Investir dans des solutions de traitement modernes offre des avantages à long terme. La filtration sur membrane, telle que l'ultrafiltration ou la nanofiltration, permet d'obtenir des taux d'élimination élevés des matières en suspension. Les bioréacteurs à membrane combinent dégradation biologique et filtration, produisant des effluents plus propres. Le dosage chimique de coagulants et de floculants aide à agréger les minuscules particules, les rendant ainsi plus faciles à décanter. Ces technologies nécessitent un capital initial mais réduisent souvent les coûts opérationnels au fil du temps. Ils soutiennent également des normes de rejet plus strictes et des objectifs de réutilisation de l’eau. Le choix de la bonne technologie dépend des caractéristiques spécifiques des eaux usées, des débits et des exigences réglementaires.

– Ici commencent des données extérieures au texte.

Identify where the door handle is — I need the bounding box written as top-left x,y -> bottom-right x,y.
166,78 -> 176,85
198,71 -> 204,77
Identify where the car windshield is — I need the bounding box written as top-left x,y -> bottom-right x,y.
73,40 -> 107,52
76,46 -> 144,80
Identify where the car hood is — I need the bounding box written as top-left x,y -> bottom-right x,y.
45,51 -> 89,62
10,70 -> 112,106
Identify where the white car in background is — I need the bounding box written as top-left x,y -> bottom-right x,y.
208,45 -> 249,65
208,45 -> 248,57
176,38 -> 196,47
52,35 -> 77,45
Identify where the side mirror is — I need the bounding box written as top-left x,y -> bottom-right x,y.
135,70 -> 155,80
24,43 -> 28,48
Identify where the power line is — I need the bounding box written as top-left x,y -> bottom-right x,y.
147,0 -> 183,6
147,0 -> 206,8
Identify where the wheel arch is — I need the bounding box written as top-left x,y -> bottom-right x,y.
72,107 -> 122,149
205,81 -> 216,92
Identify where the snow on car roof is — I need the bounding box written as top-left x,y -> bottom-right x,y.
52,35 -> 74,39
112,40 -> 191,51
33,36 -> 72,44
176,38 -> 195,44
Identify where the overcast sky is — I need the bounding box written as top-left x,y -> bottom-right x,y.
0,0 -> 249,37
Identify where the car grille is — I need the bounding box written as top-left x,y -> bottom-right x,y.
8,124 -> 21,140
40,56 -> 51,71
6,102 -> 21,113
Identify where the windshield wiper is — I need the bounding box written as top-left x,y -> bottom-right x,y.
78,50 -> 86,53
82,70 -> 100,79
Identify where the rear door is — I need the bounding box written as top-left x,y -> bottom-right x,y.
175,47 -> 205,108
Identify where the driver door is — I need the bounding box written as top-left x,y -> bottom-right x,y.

Parvenir à une gestion durable des MES nécessite un engagement en faveur du respect de l’environnement et de la durabilité de l’eau à long terme. Les orientations futures de la gestion des TSS se concentrent sur les technologies avancées et les solutions innovantes. Leadmed Technology propose des produits qui offrent une valeur exceptionnelle en garantissant une réduction efficace des TSS et en soutenant des pratiques durables. Leurs solutions sont conçues pour répondre à des normes réglementaires strictes, améliorant ainsi la qualité de l’eau et l’efficacité opérationnelle.
R : Un capteur TSS est utilisé pour mesurer la concentration totale de matières en suspension dans l'eau, fournissant des données en temps réel pour surveiller la qualité de l'eau.
R : Les capteurs TSS offrent une surveillance continue, aidant les installations à optimiser les processus de traitement et à garantir le respect des limites réglementaires.
R : Le maintien de niveaux de TSS acceptables évite les dommages environnementaux, les sanctions réglementaires et les problèmes opérationnels dans les installations de traitement de l'eau.